Елена Петровская: "Михайлов всё время уходит, хотя для него везде расставлены ловушки"

Украинской аудитории российский философ Елена Петровская известна в основном как автор книги “Теория образа” - подборки лекций, в которых Елена очерчивает предметное поле новой дисциплины - исследования визуального. В одной из глав книги - Прощание с фотографией - автор поднимает тему популярных в последнее время конца истории, конца философии, конца постмодернизма, автора или, в интересующем нас случае - фотографии. Представляется логичным, что Елена Петровская, исследуя данную тему не могла обойти вниманием Бориса Михайлова, за творчеством которого она наблюдает уже длительное время. Тем более закономерным было её участистие в дискуссионной платформе, которая проходила в Харькове в рамках открытия выставки Михайлова "UNRESPECTABLE. Ретроспектива. +Почеркушки..." - первой в его родном Харькове.В своём выступлении, которое Елена назвала “Борис Михайлов: возвращение домой”, она объясняет, что Михайлов, на самом деле, никогда не покидал свой дом, а также отмечает, что со временем его работы не теряют своей актуальности, каждый раз лишая зрителя возможности адекватной реакции на них.
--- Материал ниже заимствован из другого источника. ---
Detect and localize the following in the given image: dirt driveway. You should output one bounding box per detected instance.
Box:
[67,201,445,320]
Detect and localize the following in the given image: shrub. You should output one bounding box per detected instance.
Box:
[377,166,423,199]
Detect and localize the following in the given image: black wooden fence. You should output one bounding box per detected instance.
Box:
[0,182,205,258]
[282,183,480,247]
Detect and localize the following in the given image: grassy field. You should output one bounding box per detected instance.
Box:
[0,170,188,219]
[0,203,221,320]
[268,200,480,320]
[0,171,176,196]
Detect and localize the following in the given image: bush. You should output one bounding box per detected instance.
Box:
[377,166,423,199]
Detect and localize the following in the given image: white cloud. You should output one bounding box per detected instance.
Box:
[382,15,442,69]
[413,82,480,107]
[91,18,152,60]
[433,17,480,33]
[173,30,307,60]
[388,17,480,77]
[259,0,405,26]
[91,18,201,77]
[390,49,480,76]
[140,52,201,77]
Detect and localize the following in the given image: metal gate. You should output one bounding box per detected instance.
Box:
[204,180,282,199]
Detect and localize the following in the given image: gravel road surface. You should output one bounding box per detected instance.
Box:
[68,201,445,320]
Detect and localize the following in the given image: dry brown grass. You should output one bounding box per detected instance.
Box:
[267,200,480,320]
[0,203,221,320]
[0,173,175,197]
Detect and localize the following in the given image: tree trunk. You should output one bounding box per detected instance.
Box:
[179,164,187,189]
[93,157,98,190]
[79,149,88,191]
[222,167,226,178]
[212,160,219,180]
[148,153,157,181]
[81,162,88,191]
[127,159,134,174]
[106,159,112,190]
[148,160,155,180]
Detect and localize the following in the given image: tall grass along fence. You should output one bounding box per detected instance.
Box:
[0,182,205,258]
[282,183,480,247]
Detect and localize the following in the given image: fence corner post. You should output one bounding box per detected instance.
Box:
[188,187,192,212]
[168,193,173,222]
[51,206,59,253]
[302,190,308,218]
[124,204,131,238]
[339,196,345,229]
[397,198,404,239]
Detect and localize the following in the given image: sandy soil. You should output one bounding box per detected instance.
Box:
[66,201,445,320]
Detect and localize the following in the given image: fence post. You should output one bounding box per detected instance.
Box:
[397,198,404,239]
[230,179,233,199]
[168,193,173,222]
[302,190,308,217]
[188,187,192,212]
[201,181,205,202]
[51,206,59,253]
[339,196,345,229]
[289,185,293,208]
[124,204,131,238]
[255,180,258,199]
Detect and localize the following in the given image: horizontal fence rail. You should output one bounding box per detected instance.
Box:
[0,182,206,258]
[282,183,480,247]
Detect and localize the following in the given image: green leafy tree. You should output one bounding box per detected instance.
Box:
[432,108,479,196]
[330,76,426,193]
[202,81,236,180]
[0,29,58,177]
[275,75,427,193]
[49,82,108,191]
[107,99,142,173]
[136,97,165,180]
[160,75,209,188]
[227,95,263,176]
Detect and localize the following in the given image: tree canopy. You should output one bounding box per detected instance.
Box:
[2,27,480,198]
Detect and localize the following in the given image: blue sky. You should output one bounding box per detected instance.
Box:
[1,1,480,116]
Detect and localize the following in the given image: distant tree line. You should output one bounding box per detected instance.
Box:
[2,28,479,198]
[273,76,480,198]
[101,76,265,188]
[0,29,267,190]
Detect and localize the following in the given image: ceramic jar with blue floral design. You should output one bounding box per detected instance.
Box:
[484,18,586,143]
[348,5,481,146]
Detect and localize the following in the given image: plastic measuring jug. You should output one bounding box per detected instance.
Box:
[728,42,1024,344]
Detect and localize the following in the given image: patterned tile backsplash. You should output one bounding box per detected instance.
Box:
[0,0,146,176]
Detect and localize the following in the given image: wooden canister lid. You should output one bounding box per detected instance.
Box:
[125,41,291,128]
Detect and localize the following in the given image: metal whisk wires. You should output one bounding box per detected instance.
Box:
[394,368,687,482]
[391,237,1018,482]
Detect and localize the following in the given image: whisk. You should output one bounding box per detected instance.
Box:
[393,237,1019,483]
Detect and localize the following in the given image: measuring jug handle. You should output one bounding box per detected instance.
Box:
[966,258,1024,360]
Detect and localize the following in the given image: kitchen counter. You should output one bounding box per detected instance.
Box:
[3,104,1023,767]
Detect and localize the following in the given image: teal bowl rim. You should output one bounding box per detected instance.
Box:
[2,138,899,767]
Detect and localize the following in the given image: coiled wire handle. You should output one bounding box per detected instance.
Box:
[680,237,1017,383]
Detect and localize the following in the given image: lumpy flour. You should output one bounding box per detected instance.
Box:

ART UKRAINE попросил Елену Петровскую прокомментировать некоторые высказанные во время выступления тезисы, дабы читатели нашего журнала могли оценить творчество Михайлова не только из-за знания об их высокой оценке искусствоведами, но и через попытку их понять.

 

Философ, антрополог и культуролог Елена Петровская во время выступления “Борис Михайлов: возвращение домой”. Фото: Дмитрий Иванов

 

Ася Баздырева: Говоря об открытии выставки Бориса Михайлова, первое, о чём вы сказали - об испытанном чувстве стыда…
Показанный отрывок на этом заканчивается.